Table_3_A non-targeted metabolomics analysis identifies wound-induced oxylipins in Physcomitrium patens.xlsx

Plant oxylipins are a class of lipid-derived signaling molecules being involved in the regulation of various biotic and abiotic stress responses. A major class of oxylipins are the circular derivatives to which 12-oxo-phytodienoic acid (OPDA) and its metabolite jasmonic acid (JA) belong. While OPDA and its shorter chain homologue dinor-OPDA (dnOPDA) seem to be ubiquitously found in land plants ranging from bryophytes to angiosperms, the occurrence of JA and its derivatives is still under discussion. The bryophyte Physcomitrium patens has received increased scientific interest as a non-vascular plant model organism over the last decade. Therefore, we followed the metabolism upon wounding by metabolite fingerprinting with the aim to identify jasmonates as well as novel oxylipins in P. patens. A non-targeted metabolomics approach was used to reconstruct the metabolic pathways for the synthesis of oxylipins, derived from roughanic, linoleic, α-linolenic, and arachidonic acid in wild type, the oxylipin-deficient mutants of Ppaos1 and Ppaos2, the mutants of Ppdes being deficient in all fatty acids harboring a Δ6-double bond and the C20-fatty acid-deficient mutants of Ppelo. Beside of OPDA, iso-OPDA, dnOPDA, and iso-dnOPDA, three additional C18-compounds and a metabolite being isobaric to JA were identified to accumulate after wounding. These findings can now serve as foundation for future research in determining, which compound(s) will serve as native ligand(s) for the oxylipin-receptor COI1 in P. patens.

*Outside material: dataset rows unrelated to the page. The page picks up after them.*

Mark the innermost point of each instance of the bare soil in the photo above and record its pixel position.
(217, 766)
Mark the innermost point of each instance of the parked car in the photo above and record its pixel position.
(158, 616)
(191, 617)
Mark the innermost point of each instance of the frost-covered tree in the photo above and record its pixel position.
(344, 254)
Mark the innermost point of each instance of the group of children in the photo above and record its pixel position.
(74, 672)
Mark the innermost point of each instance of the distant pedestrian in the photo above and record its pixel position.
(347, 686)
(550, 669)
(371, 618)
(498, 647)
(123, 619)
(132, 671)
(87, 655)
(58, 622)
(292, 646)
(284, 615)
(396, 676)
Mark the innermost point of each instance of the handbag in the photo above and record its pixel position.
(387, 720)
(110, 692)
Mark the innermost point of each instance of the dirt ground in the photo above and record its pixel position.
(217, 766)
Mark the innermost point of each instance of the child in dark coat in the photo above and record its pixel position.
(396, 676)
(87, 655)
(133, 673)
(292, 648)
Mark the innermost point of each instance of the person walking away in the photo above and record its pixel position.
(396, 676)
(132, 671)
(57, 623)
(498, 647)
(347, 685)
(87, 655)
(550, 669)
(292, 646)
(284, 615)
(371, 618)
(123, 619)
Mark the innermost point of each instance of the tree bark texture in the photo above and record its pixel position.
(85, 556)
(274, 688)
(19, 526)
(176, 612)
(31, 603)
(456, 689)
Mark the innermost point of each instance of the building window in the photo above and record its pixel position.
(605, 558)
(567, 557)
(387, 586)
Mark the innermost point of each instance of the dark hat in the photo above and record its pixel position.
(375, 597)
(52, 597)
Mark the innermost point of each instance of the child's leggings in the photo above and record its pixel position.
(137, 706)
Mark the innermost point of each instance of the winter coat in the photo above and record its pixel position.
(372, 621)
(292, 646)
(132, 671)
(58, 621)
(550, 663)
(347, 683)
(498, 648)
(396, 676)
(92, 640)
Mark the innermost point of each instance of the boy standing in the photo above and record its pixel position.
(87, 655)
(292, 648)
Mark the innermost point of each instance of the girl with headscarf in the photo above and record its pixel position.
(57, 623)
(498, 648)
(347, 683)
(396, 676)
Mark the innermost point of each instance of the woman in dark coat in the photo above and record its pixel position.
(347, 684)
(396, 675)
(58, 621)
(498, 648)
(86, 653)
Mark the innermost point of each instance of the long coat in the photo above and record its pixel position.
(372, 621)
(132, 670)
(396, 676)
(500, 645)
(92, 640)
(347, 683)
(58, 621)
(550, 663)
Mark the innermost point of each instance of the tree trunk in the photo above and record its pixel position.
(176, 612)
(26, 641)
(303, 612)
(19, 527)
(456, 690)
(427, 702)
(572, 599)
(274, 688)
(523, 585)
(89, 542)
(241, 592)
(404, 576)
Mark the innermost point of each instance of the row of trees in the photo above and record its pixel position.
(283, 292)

植物氧脂类是一种由脂质衍生的信号分子，参与调节多种生物和非生物胁迫响应的调节。氧脂类的主要一类为环状衍生物，其中包含12-氧代植二烯酸（OPDA）及其代谢物茉莉酸（JA）。尽管OPDA及其较短的链状同系物二去氢-OPDA（dnOPDA）似乎在从苔藓植物到被子植物的陆生植物中普遍存在，但JA及其衍生物的存在尚存争议。在过去十年中，苔藓植物Physcomitrium patens因其作为非维管植物模型生物体的特性而受到科学界的广泛关注。因此，我们通过代谢指纹图谱追踪了损伤后的代谢途径，旨在识别P. patens中的茉莉酸及其新型氧脂类。采用非靶向代谢组学方法重构了由粗糙酸、亚油酸、α-亚麻酸和花生四烯酸在野生型、Ppaos1和Ppaos2的氧脂类缺陷突变体、Ppdes突变体（缺乏所有含有Δ6-双键的脂肪酸）以及Ppelo的C20-脂肪酸缺陷突变体合成的氧脂类代谢途径。除了OPDA、异构-OPDA、dnOPDA和异构-dnOPDA外，还鉴定出三种额外的C18化合物和与JA同位素的代谢物，在损伤后积累。这些发现现在可以成为未来研究的基础，以确定哪种（些）化合物将成为P. patens中氧脂类受体COI1的天然配体。